派手に転倒するマウフィーに、今度はれなが右手の平を向けて青い破壊光線オメガキャノンを放出した!

即座に撃ったのでそこまでの威力はなかったが、それでも地面を抉りながら飛んでいく激しいエネルギーの塊だ。

マウフィーはかわそうとしたが、間に合わない。

すぐに青い光に飲まれ、悲鳴を上げながら吹っ飛ばされていった。


「…!」

マウフィーが飛んでいったのを見届けた姉妹はとりあえず胸を撫で下ろそうとしたのだが、ここでは一瞬の休息も許されないらしい。

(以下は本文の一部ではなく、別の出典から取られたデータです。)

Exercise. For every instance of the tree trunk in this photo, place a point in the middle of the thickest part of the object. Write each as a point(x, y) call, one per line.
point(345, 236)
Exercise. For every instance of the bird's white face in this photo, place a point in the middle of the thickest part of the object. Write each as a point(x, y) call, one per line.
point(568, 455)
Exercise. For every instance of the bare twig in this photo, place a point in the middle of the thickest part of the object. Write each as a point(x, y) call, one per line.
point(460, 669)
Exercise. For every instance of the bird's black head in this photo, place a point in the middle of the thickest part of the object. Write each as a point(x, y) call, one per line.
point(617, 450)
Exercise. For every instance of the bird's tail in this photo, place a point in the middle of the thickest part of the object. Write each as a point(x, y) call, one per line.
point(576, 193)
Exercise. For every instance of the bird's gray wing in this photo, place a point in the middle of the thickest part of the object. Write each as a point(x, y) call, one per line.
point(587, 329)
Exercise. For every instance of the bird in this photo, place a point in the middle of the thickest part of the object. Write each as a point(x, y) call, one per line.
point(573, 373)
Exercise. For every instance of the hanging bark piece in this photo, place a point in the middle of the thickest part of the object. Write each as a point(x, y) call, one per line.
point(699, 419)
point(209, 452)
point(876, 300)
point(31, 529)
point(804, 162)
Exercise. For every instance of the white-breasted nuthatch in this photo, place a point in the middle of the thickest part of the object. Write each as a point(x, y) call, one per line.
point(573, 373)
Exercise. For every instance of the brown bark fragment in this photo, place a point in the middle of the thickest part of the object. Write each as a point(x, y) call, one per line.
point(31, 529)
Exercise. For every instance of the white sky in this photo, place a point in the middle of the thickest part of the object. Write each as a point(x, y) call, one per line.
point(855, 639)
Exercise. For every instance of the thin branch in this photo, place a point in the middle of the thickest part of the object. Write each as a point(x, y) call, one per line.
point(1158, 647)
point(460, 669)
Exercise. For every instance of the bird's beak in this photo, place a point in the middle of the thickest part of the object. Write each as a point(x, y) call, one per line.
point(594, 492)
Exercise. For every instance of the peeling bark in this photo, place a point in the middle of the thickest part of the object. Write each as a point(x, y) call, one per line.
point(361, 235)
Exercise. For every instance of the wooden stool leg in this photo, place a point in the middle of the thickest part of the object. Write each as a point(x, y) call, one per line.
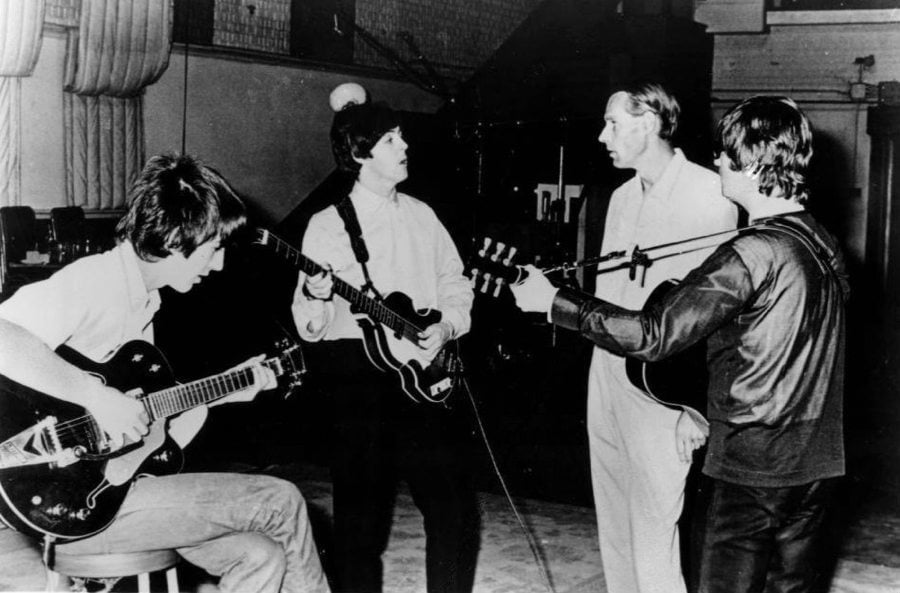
point(54, 581)
point(144, 582)
point(172, 580)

今度は三方向から殺意の矢が飛んでくるのを感じ、すぐに茂みが揺れだした。

「まだ三人もいるのか…!」

考えるより先に自然と足が動くれな。


「…そこだ!」

れなは殺意の向かってくる方へ足を突き出した!


…のだが、相手は現れなかった。

代わりに、後ろから悲鳴が聞こえてきた。

れみの悲鳴だ。


振り替えると、そこには茶色い毛皮を着た長い茶髪の青年に顔を踏みつけられるれみの姿が!

「!やめろ!!」

息を呑んだれな。大切な妹を救うべく、無謀にも未知の相手へ向かってしまう。

拳を振りかざすのを見て、青年は直ぐ様バク転してれなから距離を離した。


「ここへ何しに来た。ここは我々の領域だ」

青年は、僅かに怒りに近い感情を滾らせた静かな声を発する。それに対するれなはやたら軽い口調だ。

「あ、ごめん。たまたま入ったらたまたま」

「この島はあいにく死と暴力が全てを決める。言い分を聞いてる暇などない」

何とも理不尽だ。

こうなれば迎え撃つしかないと、れなは両手を構える。

れみもすぐに起き上がり、れなの横について迎撃体勢だ。


青年は、右手を突きだし、左足を深く落とした構えをとる。


「…行くぞ!」

れなの叫びと共に戦いが始まる…。


…はずだった。



突如茂みが揺れ、何かが飛び出してきた!

殺意は感じられなかった。今度は咄嗟にれみが動いてれなを突き飛ばしてその何かから彼女を守り抜く。

倒れて砂煙を上げる二人。


「来客には優しくしろよハウンディ」

どこか陽気な声が聞こえてきた。


茂みを見ると、いつの間にか緑の髪に緑のアーマーを身につけた新たな青年。

その黄色い目は、まるで蛇のようにつり上がってる。

狼青年のハウンディは蛇青年に歩み寄り、不満そうだ。


…れなたちを襲撃してきたのは、蛇青年の左手だった。

その左手は、緑の蛇の形をしていたのである。

まるで別の生き物のように蛇の腕はこちらを向いて威嚇してきたが、引っ込むように元の腕に戻っていく。

数秒たてば、腕は人間と同じ腕になっていた。


「許してくれよ。こいつはハウンディ。ちょっと血に飢えた狼さ。で俺はジャリュウ。捕食者…と言っても分からないか」

ジャリュウは、わざと分からないように自己紹介をしたつもりだったが、既にれな姉妹は捕食者を知っている。

やはり…予想はしていたが、ここは捕食者の島なのだ。


「今日はあまり戦う気はないんだ。分かったらとっととここから出ていきな」

何かを聞き出そうと思ったれなたちだが、聞き出せなかった。

ジャリュウの目だ。獲物を睨みつつも、何を考えてるのか分からない奇妙な目からは、異様な迫力が放たれていた。

それこそ、まるで蛇に睨まれてるように…。


「いくぞハウンディ。悪喰様も言ったろ。俺達の相手はまずは雑魚の捕食者だ」

ハウンディは黙って頷き、ジャリュウと共に再び茂みへと姿を消した。